RG: Play lots of games, even games you don't care for. Learn what players like about them. Getting those qualities into other games where possible, ones you do like, will make your games better. Also, you will get more pleasure from games in general. Often a game I didn't like, once I really took the time to understand it, I not only understood the appeal but I acquired the taste.
Get a playtest network that has both casual and serious players. Listen to both. One common development standard that I regard as a mistake is just listening to the best players and looking to them for data. This is natural as a single group plays the game through many iterations over months or years. The problem is that game balance that is ideal for beginners and casual players is not the same as that for experts. One that seriously considers the former will often be much more exciting the first few times it is played and that is critical these days since there are so many other games to play. Development that relies too much on the latter can look very same-ish to the beginner — as if it doesn't really matter which strategy is chosen and the expert will always win by their 2% advantage.

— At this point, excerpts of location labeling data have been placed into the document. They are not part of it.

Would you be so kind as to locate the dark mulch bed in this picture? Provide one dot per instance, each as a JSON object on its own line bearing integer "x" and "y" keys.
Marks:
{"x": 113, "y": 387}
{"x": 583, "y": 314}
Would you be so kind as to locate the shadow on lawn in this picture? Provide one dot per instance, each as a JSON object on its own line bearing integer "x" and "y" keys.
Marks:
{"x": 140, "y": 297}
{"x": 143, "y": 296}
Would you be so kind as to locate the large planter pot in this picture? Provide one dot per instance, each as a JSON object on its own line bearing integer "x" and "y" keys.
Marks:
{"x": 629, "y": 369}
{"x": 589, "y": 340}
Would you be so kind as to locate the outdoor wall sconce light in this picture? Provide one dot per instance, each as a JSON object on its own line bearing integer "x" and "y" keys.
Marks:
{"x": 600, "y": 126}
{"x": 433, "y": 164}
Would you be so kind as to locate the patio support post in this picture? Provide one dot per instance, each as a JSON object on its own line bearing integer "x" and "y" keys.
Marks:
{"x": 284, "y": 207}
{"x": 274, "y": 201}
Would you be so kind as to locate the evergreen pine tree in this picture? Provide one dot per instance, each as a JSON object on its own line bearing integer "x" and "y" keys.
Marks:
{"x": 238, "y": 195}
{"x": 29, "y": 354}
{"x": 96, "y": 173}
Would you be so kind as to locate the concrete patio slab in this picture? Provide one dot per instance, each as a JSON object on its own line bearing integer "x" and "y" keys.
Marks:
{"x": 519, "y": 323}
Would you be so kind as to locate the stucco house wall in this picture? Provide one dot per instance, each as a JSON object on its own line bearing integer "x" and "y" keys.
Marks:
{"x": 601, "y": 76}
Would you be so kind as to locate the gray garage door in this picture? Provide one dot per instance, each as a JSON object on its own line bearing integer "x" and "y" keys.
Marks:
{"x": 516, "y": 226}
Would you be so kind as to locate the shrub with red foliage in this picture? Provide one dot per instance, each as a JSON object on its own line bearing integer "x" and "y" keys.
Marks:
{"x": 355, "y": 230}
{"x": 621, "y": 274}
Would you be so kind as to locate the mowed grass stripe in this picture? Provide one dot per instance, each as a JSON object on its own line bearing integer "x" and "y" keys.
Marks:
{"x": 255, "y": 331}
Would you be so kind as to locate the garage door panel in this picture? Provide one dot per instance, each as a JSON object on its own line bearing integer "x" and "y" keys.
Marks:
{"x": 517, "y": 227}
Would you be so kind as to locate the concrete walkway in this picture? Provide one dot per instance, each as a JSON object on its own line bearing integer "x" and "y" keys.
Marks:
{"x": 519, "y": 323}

If you use Kickstarter or some other method of self-publishing, get some playtesters outside your bubble, playtesters in particular that you don't teach the game to. One very important thing a publisher provides is an experienced sanity check on the game play and rules. I have many games that profited from their insight that I would have published on my own without hesitation. Sometimes that insight leads to improvement in mechanics; at other times it leads to improvement in the way the game is presented — both are important.